But more property managers believe vacancies are improving
Confidence in the market for new multifamily housing waned in the fourth quarter of 2020 due to headwinds caused by rising material costs, according to the National Association of Home Builders (NAHB).
The Multifamily Production Index (MPI) – a measure of builder and developer sentiment about current conditions in the apartment and condo market – dropped five points to 43 quarter over quarter. The reading indicates that more respondents think conditions are getting worse.
“The decrease in the MPI is a reflection of lower multifamily activity in the final quarter of 2020, as production fell 9% from the third to fourth quarter,” said NAHB Chief Economist Robert Dietz. “Building material delays and increased costs, especially lumber, have become serious headwinds for builders and developers.”
All three components of the MPI were down in Q4 2020: the component gauging low-rent units dipped four points to 42, the component measuring market-rate rental units declined five points to 48, and the component measuring for-sale units fell seven points to 39.
Despite the weaker builder sentiment, more property managers reported fewer vacancies in existing apartments.
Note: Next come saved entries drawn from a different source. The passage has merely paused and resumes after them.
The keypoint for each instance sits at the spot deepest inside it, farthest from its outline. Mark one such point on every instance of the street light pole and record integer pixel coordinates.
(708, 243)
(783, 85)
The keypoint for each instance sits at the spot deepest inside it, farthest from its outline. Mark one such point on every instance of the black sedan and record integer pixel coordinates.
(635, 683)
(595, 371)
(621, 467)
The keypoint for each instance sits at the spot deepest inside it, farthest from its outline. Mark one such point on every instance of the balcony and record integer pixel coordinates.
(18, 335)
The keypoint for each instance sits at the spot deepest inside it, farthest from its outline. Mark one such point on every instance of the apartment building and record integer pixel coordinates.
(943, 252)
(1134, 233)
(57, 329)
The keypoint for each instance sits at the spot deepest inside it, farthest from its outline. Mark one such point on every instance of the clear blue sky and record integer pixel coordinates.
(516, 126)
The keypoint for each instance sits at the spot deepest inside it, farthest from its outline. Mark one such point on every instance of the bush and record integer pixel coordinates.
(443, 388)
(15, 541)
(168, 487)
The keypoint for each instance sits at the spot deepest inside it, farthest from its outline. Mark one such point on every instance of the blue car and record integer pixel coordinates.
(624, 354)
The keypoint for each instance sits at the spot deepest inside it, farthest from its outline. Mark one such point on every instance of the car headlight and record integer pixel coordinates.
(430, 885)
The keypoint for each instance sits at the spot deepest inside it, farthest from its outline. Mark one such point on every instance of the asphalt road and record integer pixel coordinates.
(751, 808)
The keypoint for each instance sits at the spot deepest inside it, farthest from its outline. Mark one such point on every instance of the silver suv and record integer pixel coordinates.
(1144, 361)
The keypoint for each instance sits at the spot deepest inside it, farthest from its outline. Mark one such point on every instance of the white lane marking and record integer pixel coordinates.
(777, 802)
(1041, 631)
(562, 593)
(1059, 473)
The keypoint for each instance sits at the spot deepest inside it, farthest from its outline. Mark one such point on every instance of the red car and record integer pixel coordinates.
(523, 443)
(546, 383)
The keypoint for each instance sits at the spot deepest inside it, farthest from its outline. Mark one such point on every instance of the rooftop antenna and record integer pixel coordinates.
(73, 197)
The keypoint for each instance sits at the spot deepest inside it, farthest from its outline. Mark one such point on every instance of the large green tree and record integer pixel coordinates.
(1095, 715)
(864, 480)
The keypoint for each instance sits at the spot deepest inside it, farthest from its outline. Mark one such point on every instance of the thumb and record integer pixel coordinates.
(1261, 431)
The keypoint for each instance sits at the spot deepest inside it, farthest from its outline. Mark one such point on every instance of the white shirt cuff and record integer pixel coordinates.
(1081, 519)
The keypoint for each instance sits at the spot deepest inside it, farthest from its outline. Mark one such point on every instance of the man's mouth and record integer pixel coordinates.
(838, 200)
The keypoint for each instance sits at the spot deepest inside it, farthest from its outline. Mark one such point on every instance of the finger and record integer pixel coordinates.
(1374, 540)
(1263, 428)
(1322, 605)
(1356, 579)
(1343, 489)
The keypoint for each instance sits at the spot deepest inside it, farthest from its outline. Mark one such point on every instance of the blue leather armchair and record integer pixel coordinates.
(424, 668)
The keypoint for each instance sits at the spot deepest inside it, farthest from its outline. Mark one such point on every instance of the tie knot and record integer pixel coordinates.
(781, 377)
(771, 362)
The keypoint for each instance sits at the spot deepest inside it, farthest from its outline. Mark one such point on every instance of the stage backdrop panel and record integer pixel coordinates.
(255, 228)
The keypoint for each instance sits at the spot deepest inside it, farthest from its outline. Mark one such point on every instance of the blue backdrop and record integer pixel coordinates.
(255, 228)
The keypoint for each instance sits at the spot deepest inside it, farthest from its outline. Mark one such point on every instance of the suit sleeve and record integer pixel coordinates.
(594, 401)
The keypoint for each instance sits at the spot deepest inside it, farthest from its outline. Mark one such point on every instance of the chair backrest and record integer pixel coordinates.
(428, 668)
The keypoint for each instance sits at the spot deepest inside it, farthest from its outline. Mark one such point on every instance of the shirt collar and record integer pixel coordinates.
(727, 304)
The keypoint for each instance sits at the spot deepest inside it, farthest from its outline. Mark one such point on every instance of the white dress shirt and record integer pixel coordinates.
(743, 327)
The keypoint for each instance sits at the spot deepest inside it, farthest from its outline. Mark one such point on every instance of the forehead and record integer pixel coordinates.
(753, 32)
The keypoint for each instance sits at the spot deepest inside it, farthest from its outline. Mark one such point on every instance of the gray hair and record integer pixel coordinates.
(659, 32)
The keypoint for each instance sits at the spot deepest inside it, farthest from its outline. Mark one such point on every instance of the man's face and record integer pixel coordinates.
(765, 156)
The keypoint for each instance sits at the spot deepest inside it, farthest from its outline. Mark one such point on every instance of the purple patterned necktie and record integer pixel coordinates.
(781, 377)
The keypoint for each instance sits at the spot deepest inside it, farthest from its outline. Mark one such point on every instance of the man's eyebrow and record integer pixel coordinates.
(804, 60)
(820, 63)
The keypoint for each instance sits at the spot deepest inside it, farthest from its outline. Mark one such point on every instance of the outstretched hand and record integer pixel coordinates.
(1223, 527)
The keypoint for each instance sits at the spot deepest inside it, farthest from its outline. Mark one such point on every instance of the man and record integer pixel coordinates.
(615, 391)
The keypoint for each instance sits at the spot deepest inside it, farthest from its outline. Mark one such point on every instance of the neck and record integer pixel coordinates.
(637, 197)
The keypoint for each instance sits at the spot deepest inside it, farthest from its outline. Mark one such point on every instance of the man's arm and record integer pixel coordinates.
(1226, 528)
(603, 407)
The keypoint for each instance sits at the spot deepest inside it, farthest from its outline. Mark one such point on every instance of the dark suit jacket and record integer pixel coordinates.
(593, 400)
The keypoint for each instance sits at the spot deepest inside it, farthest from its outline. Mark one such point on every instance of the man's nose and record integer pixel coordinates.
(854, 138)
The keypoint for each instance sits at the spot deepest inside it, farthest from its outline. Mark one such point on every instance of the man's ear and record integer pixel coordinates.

The Multifamily Vacancy Index (MVI) dipped two points to 42 in the fourth quarter.
“Multifamily builders and developers are facing ongoing uncertainty in the industry,” said Justin MacDonald, chairman of NAHB’s Multifamily Council. “The eviction moratorium and other restrictions on owners of rental properties are making developers cautious about starting new multifamily projects in certain parts of the country.”